1) What do you do to maintain a positive mental attitude and stay motivated?
I find other creative outlets. I write comedy, which many of my friends steal for their morning shows. I'm also an actor and have found work filming commercials, movies and on stage. I'm also a stay-at-home dad right now, which is AWESOME, but it ain't paying the bills.
2) How are you occupying your time, besides looking for a job?
Facebook. I find it to be my only source right now to entertain people. Plus, it's making sure my social media skills aren't rusty.
3) Some people get discouraged or enlightened with the business when they actually step out of it for a while. Tell us your observations from the outside.
What I find discouraging is the way radio has changed in the past 10 years. Jobs are harder to come by due to voicetracking and syndication. Many companies are "plugging in" shows throughout dayparts. The business side of me understands "cost saving," but the broadcaster, listener and radio lover in me doesn't understand throwing away localism to save money. There was a time when it was easy to keep your foot in the door by working overnights or weekends. Those days are gone. It's sad and very hard for someone who's been in this industry for 20 years. This is what I know how to do.
4) What's the craziest thing you've ever done to get a job?
I was up for a job producing Dee Snider's (Twisted Sister) morning show in Hartford, CT. I looked at my resume and saw County, Oldies, News/Talk and Easy Listening as the formats I worked in. In my mind I saw Dee looking at my resume saying "Red Flag, Red Flag, Red Flag, Red Flag." I needed to get his attention to show I could do an "edgy" Rock morning show. While I was thinking about it, and preparing my tape/resume, Monty Python's Flying Circus was playing in the background. Terry Jones was doing his naked man at the piano sketch. BINGO I thought...I'll add a picture of myself like Terry Jones in the sleeve of my CD. I'll take the picture of my backend sitting at an organ with crazy hair. It would be memorable, "edgy" and funny. Plus, everybody watches Monty Python! Dee DID call me for an interview.

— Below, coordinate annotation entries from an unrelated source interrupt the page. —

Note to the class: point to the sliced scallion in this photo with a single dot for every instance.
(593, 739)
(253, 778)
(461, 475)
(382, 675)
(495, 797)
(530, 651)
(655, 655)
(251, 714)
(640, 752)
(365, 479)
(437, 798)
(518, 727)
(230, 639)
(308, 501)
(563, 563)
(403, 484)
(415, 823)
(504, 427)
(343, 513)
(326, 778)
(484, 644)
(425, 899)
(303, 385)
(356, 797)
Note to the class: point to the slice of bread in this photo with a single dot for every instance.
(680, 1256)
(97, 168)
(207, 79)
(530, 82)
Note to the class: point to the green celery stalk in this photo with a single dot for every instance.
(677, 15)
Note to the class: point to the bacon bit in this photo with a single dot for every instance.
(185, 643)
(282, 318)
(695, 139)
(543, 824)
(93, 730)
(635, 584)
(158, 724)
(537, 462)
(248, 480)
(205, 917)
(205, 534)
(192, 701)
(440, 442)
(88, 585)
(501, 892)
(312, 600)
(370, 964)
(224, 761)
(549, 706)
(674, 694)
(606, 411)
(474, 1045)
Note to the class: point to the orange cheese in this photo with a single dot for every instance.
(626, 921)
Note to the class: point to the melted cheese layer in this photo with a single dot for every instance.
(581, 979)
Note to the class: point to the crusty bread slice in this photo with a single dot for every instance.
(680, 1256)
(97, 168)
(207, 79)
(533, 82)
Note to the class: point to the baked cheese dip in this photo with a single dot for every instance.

The first thing he said to me was, "Why the F**K did you send me a naked picture of yourself?" I realized then that not everybody watches Monty Python. I still have the photograph and show it to people when I tell the story.
5) What's the most unbelievable question you've ever been asked in an interview?
"Why the F**K did you send me a naked picture of yourself?"
6) Are you spending as much time listening to radio as you used to?
It's hard for me to listen to the radio when I'm not working, especially listening to a station I've worked for. You question yourself saying, "Well ... I could have done that. Why didn't they keep me?" I do listen, but normally to other cities that I haven't worked in. That said, Anchorage, Alaska has a cool Classic Rock station.
7) What has been your biggest career accomplishment?
Booking all FIVE Republican candidates the morning of the 2008 Florida primary. I was able to get McCain, Romney. Huckabee, Giuliani and Paul to call in LIVE each hour. We were the ONLY radio station in Florida to do that. It was awesome!
8) What do you miss most about music/radio? The least?
I miss providing entertainment to the early morning commuter. I don't miss waking up at 2:30a (however sometimes I still do).
9) What have you learned about yourself, others, or life in general in your downtime?
I've been very blessed in this industry. Not many have stayed in it for so long. I made it to a major market. That's pretty awesome.
10) Having been through all you have dealt with in this biz, what advice would you give people trying to break in?
Only do it if you have the passion for it. This will be one of the hardest careers you'll ever be a part of.
Any books you can recommend to people who need something inspirational to read?
"The Giving Tree" by Shel Silverstein. I know, you think I'm joking because it's a kid's book. I'm not. I read it to my daughter once a month at bedtime. The story is not a children's tale. It's a story about life and friendship from youth to elderly. The tree watches the boy grow up, helps him with what he needs as an adult and is there for him whenever he needs him. It's a beautiful story.
I know .... I now sound like a damn hippie tree hugger.